In Terraform we can pass variable values in many ways. One of those ways is through `.tfvars` file. 
This file is exclusively for variables. These variable files are extremely helpful when we need different variable names for development, staging and production. The syntax for supplying the file is like so: `-var-file vars/stg.tfvars`.

# Deployment

We can validate our terraform configurations with the command `terraform validate`. Annoyingly the error messages are vague and generalised. 

## Initialise backend

`terraform init` initialises the Terraform backend, checks where the state file has to be saved and if it is remote, availability of the bucket is validated, installs all the provider plugins.

## Plan and Apply Changes

With `terraform plan -var-file vars/stg.tfvars` we can see what new resources be created/changed/destroyed. This gives as a plan and confirmation of our setup.

`terraform apply -var-file vars/stg.tfvars` will apply our configurations. At the end the `rest_api_url` will be displayed. 
![](terraform_apply.png)

Take that, put it in an api client and supplying our sample JSON input `{"find": {"date1": "2017-08-28", "store_nbr": 19}}`. You should see the status code as 200 and the body containing the predictions with a confirmation saying the item has been successfully created.

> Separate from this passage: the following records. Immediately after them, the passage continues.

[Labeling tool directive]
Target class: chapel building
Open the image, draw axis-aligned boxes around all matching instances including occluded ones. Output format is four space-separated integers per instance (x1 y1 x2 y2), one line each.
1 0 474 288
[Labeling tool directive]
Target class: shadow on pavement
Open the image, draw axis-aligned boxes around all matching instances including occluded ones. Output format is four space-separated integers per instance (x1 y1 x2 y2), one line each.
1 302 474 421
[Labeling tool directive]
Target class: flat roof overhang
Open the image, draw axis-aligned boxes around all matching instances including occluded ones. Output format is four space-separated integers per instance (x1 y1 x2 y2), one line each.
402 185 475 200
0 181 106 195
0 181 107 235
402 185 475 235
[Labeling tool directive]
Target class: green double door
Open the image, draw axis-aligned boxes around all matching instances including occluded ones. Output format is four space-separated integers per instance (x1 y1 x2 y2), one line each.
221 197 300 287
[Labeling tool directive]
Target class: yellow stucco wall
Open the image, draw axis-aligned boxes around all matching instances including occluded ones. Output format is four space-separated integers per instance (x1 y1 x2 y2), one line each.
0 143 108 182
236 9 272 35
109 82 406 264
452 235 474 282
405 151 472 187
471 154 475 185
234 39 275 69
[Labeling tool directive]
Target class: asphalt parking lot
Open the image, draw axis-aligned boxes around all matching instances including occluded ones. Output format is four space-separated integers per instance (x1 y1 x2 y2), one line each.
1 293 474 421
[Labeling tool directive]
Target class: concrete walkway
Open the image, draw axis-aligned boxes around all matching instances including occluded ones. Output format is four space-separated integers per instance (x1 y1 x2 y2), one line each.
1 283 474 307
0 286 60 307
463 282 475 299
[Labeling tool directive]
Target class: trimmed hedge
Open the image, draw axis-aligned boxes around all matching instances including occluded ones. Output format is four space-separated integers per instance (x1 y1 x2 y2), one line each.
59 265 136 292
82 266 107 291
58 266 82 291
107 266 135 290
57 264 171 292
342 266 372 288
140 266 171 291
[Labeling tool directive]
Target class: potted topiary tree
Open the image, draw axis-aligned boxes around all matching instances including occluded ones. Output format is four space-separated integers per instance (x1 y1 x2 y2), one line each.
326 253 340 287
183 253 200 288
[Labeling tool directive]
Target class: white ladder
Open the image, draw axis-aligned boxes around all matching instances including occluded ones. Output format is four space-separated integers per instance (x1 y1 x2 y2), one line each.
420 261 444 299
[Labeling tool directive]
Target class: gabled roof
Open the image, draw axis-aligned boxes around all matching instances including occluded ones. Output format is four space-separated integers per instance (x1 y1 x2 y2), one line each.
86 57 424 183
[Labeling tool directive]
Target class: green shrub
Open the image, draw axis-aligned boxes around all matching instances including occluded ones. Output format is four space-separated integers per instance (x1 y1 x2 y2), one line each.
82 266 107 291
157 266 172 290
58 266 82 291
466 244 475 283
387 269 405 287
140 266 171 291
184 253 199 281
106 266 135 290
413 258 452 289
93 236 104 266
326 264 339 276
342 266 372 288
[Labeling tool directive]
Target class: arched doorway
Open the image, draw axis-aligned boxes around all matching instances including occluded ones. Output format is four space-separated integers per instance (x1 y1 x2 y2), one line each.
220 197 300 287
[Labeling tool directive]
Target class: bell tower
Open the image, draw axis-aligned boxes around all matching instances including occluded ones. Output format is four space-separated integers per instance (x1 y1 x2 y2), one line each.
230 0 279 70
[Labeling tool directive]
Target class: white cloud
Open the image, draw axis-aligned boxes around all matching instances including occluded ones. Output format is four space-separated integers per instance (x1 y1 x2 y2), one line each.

![](api_invocation_result.png)

We can confirm it by going to Dynamodb console and checking the items in the table

![](dynamodb_items.png)

## Destroying resources

Upon completion of the task it is always good practice to destroy the resources to avoid incurring unnecessary costs. 

Use `terraform destroy -var-file vars/stg.tfvars` to destroy the resources and leave it as we started. Remember in real production environment, `destroy` command should never be used. Instead delete the resources that are unnecesary and run `apply` command again. 

# Conclusion

We successfully setup Terraform for our application. With single line commands we can manage resources at ease.